SayMyName
Eu acho que hoje não acordei muito bem, cabeça pesada. Esse frio parece deixar tudo mais parado. Isso não, necessariamente, é ruim, mas a sensação tende a ser estranha em dias assim. Mas não foi isso que mexeu comigo. Parece que há coisas mais importantes a me preocupar.
Pois bem, depois de ler algumas páginas de um amontoado de palavras, isso parece também não fazer muito sentido. Na busca por sentido, o que eu e você pensamos, gastamos energia, pode parecer uma preocupação egoísta. Existem situações mais sérias? Óbvio que sim. Mas isso invalida aquilo que você carrega como história?
Fato é que o debate continua. Mentes estão agindo, se preocupando, calculando rotas, se reorganizando, pegando atalhos, tomando decisões das mais variadas formas e, no fim, o que sobra são os resultados que cada um carrega, frutos do conjunto de tudo aquilo que viveu.
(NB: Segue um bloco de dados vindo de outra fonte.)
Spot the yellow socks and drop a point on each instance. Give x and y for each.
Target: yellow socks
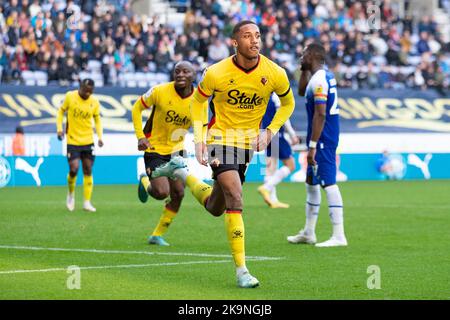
(88, 185)
(71, 182)
(200, 190)
(235, 231)
(164, 222)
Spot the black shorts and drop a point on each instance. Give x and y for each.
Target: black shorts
(153, 160)
(229, 158)
(80, 152)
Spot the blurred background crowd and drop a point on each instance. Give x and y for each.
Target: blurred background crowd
(371, 44)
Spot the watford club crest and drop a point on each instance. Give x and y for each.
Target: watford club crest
(264, 80)
(237, 234)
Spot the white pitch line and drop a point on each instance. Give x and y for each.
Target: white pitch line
(135, 252)
(119, 266)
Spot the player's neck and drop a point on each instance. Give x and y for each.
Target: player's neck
(244, 63)
(316, 67)
(184, 92)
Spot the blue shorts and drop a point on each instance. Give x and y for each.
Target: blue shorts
(326, 171)
(283, 146)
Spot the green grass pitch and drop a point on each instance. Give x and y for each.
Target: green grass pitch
(401, 227)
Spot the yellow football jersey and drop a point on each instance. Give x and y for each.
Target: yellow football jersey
(239, 99)
(80, 113)
(169, 120)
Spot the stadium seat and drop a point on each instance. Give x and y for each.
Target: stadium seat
(141, 79)
(28, 78)
(130, 81)
(94, 66)
(41, 78)
(98, 79)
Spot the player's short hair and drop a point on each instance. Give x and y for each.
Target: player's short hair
(87, 82)
(238, 26)
(318, 50)
(19, 129)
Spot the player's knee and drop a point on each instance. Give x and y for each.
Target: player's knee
(73, 172)
(216, 211)
(177, 195)
(159, 193)
(291, 166)
(233, 198)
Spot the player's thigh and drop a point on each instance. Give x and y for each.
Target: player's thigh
(74, 165)
(160, 187)
(271, 165)
(289, 162)
(73, 157)
(152, 160)
(231, 184)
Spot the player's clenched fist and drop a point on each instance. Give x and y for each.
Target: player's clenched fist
(201, 153)
(143, 144)
(262, 140)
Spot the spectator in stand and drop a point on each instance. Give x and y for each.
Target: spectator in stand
(217, 51)
(286, 25)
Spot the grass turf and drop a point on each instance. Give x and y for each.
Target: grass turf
(402, 227)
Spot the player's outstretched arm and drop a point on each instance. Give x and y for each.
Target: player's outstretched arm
(303, 82)
(136, 114)
(98, 126)
(59, 118)
(199, 118)
(317, 126)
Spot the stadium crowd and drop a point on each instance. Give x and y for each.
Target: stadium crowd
(61, 37)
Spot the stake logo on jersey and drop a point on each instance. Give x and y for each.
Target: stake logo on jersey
(244, 100)
(80, 113)
(239, 98)
(169, 119)
(174, 118)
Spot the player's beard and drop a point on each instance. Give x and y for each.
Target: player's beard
(249, 56)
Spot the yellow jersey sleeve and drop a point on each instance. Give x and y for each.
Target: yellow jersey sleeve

Não há nada descartável, ou, para alguns, quase tudo é descartável.
O veredito sempre pode ser questionado, mas quem carrega a condenação são aqueles que tiveram que conviver com as consequências dos seus atos e, adivinhe... todos, absolutamente todos, carregam, consciente ou não, as consequências de tudo aquilo que decidiram, até mesmo não decidir. Porque, no fim, não se trata de estar certo ou errado, mas de qual ponto de equilíbrio você encontrou para que a vida faça algum sentido.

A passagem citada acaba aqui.